Driving Completely 100% Sober
I worked with a guy from Canada when we were in Anguilla. He had a long, concocted, and not particularly believable story about how the company car that he was driving ended up in the salt pond down at Sandy Ground. When I went to my boss to explain what happened that would cause the car to be in the middle of a salt pond at 2:00 a.m. on a Saturday night, he just looked at me and asked if I thought that is what really happened. You know, being that the bars had closed fifteen minutes earlier.
“That’s the truth that we’re going with, Geoff,” was all I said. We didn’t talk about it anymore.
Driving in Circles
One of the funniest car related stories I saw was when I was living in Grand Cayman. There were two rather large and happy looking Jamaican women in the front seat of an old beat up Toyota Corolla, and they had apparently missed their exit in the roundabout. For those of you who have never driven in a roundabout, it’s a very simple process. You drive into the circle and when you reach the desired exit, you drive out of the circle. The really convenient part is that if you miss your exit, you’re still in a circle. Keep driving and within a few seconds you’ll be back at the same exit again. The Jamaican driver wasn’t familiar with how a circle worked, so when she missed her exit, she stopped in the middle of the road and started backing up in a busy roundabout. Cars were swerving and honking, but she was not deterred. She slowly inched her way back to the exit until she could continue to wherever she was heading. I don’t think it ever dawned on her that backing up in a roundabout is wrong.
I’m not sure how the taxi drivers are now but, back in the day, taking a taxi in Saint Martin was a bit like rolling the dice. Your driver might be a mild mannered island man or woman who simply drove a taxi to make a living, or…. he might be a crazy island taxi driver who may have been trying to get into the Guinness Book of World Records for getting from Marigot Bay to Great Bay in record breaking time. You really didn’t know which one you got until you reached the first open stretch of highway. That was when you could breathe a sigh of relief or say, “Oh, shit.”
My wife and I took a ride with an Israeli guy I worked with in Anguilla. He either took driving lessons from someone in Saint Martin, or maybe that’s just the way they drive in Tel Aviv. Either way, we were both thinking, “Oh, shit.”

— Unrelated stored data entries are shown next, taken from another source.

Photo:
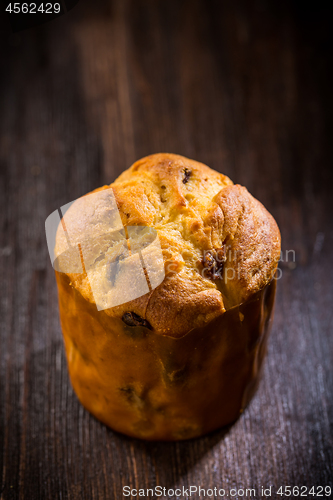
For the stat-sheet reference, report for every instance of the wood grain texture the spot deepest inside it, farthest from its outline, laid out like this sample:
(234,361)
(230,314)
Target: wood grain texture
(244,87)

I once asked a local friend of mine in St Kitts why the police didn’t give out tickets to the obviously insane drivers.
“Don’t pay them, Brian,” was his response.
“Then why don’t they take their licenses away, if they don’t pay their tickets?”
“Still drive,” he answered with a shrug, making it clear that there wasn’t really anything to be done about the racing fools in St Kitts.
A general rule for all the islands that I lived on was that cars are seemingly allowed to pass other cars at any time they so desire. A double yellow line or a long sharp curve really doesn’t deter drivers from whipping out to the opposite lane and passing another car, or even a long line of cars. The islands are truly driver beware locations.
We took a ride with a taxi, of sorts, when we were in Cuba. That’s a story that I’ll tell some other time. It will probably be included in a blog titled, “Stupid Things I Did In The Caribbean.”
In the end, it’s all part of the rum, sun, sand, fun, and Caribbean driving ambiance that we loved about the islands. If we wanted hum, drum, same ole same ole, we wouldn’t have gone to the Caribbean in the first place.
I highly recommend a trip to the islands, but I won’t vouch for the drivers.